We are back with your weekly dose of literary news from around the world. Our very own Jessie Stoolman takes you on a journey through the cultural landscape of Morocco and Qatar. Following, our editor-at-large on the ground Omar El Adl writes about the latest goings-on in Egypt, and last but not least, Reverie Powell brings you the latest from the buzzing literary scene in Texas.

Jessie Stoolman, Editor-at-Large from Morocco, reports from Morocco and Qatar:

The 21st Annual Salon International de Tanger des Livres et des Arts just wrapped up on May 7 after four days of roundtables, workshops, concerts (including the iconic Moroccan rock band, Hoba Hoba Spirit), and appearances from world-renowned authors like Mohamed Kacimi (featured in our latest issue), Sapho, and Tahar Ben Jelloun (Prix Goncourt winner).  In conjunction with the book fair, Darna Theater’s Dakirat al Mostakbal – Memoires d’Avenir presented “Nous Sommes”, a piece outlining the lives of two young Moroccans that asks “[s]ommes-nous condamnés à n’être que ce que l’on nous sommes d’être?” Darna Theater is a local non-profit situated outside Tangier’s old city that provides community members opportunities in drama education. “Nous Sommes” was presented in both French and Darija (Moroccan Arabic.)
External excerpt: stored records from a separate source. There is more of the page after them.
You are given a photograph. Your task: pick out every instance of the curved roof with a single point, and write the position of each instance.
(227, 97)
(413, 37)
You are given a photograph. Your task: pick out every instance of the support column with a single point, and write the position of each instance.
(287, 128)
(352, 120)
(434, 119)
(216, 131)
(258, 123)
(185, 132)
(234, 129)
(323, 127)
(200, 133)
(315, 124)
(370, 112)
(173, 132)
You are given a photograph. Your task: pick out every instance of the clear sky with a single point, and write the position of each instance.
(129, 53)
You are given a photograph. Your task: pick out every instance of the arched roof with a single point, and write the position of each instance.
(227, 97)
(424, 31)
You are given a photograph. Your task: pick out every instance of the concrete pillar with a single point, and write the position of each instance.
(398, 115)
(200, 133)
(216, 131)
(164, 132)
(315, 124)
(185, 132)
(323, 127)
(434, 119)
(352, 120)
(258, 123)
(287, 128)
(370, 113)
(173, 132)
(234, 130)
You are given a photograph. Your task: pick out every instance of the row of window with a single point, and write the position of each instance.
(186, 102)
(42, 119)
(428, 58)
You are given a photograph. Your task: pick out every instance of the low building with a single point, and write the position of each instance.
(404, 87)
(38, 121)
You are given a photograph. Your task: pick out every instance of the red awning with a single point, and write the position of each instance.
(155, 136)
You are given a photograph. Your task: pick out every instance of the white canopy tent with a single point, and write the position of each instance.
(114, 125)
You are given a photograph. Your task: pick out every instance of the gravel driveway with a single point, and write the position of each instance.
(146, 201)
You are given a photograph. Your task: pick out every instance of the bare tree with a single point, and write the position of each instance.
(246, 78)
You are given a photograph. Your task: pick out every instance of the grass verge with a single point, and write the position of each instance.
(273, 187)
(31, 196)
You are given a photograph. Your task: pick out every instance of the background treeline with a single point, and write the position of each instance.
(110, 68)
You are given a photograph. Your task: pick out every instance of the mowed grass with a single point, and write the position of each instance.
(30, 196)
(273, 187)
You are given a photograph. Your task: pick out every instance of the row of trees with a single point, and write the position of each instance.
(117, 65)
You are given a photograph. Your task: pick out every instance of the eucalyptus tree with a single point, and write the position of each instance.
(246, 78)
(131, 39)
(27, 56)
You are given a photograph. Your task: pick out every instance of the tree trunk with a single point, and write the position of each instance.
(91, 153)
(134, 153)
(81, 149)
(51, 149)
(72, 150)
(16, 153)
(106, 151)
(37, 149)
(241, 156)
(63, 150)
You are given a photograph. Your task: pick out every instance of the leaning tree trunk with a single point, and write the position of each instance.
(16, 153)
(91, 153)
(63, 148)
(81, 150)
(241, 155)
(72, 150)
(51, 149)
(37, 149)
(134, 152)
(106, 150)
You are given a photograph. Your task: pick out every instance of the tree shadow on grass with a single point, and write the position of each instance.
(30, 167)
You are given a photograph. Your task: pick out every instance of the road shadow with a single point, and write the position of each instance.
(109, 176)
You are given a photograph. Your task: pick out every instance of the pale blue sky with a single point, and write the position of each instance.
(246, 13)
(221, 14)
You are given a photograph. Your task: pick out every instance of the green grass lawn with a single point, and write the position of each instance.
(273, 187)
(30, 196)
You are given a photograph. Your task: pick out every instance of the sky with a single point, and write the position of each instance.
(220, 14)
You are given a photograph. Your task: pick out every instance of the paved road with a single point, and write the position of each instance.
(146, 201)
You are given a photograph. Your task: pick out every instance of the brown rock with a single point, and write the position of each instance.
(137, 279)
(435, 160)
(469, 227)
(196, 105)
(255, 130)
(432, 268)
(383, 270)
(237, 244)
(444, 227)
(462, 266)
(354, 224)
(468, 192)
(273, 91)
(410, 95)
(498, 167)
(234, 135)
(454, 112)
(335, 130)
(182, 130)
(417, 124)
Don’t fret if you weren’t able to attend the book fair because there is still a chance to see Abdellah Taïa at the Librairie des Colonnes in Tangier on May 9, where he will present a brand-new translation of his novel, Un pays pour mourir, into Arabic (بلد للموت).  At the book fair, Taïa gave a conference about his writing and the difficulties facing society today which was structured as a conversation between him and young Tangerines. Taïa’s letter “Homosexuality Explained to My Mother” and an interview with the author appeared in Asymptote’s July 2012 issue.